Further, since a ring is attached to the inner surface of the partition wall cylinder, there is a slight gap between the partition wall cylinder and the main body cylinder, thereby improving the fluid positioning effect.

[Brief explanation of the drawing]

FIG. 1 is a longitudinal sectional view of an embodiment of the present invention, and FIG. 2 is a longitudinal sectional view of a conventional intermediate heat exchanger.

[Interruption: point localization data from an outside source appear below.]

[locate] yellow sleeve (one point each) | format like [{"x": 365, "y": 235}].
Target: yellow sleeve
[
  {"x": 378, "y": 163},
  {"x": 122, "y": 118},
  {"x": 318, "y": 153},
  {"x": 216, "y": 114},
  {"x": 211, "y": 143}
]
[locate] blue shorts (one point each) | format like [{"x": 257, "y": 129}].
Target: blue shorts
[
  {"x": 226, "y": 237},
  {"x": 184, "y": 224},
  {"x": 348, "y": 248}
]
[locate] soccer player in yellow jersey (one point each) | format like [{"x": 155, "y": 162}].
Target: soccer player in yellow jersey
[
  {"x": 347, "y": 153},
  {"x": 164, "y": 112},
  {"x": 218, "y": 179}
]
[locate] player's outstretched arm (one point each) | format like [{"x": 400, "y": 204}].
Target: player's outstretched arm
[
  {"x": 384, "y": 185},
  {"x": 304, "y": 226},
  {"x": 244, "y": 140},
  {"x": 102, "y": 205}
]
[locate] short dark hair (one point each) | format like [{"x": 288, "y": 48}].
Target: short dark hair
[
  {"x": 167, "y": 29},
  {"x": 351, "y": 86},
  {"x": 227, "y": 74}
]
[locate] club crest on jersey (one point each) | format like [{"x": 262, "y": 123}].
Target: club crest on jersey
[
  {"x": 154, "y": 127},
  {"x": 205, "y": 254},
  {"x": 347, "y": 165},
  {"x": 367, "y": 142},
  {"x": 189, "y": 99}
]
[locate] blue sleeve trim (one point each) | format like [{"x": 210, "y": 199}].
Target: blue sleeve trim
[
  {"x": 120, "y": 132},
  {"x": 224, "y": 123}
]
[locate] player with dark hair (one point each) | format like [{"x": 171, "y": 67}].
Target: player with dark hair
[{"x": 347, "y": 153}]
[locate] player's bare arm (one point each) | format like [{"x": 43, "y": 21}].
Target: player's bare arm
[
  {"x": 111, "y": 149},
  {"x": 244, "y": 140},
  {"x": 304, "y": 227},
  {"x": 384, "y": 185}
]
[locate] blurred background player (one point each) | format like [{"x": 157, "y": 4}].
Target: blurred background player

DESCRIPTION OF SYMBOLS 1... Intermediate heat exchanger, 2... Main body shell 3... Heat exchanger tube bundle, 4... Upper tube sheet 5... Lower tube sheet,
6... Descending pipe 7... Ascending pipe,
DESCRIPTION OF SYMBOLS 10... Pipe bundle support plate 11... Bulkhead, 12... Heat shielding plate 16... Bulkhead cylindrical part, 17... Ring 18... Skirt, 19... Patent attorney rules for piping agents Kensuke (1 person) Figure 1 Figure 2

Claims (3)

[Claims] (1) In an intermediate heat exchanger for a tank-type fast breeder reactor that is suspended and supported within the reactor vessel by a roof slab provided at the upper opening of the reactor vessel, the upper A skirt including a plurality of heat exchanger tubes supported by a tube sheet and a lower tube sheet, the upper end of which is fixed outside the main body shell above the upper tube sheet, and the lower end of which is located below the heat exchange tube bundle. a partition wall having an upper end and a lower end thereof located near the upper end and a lower end of the heat transfer tube, respectively, and surrounding the main body shell and having a partition wall cylindrical portion between the skirt and the main body shell; An intermediate heat exchanger for a tank-type fast breeder reactor, characterized in that an inert gas is sealed in a space formed by the skirt and the skirt. (2) An intermediate heat source for a tank-type fast breeder reactor according to claim 1, wherein at least one ring having a gap with the main body shell is provided on the inner surface of the partition wall cylindrical portion facing the main body shell. exchanger. (3) The intermediate heat exchanger for a tank-type fast breeder reactor according to claim 1, wherein the inert gas is injected from a pipe provided in the skirt.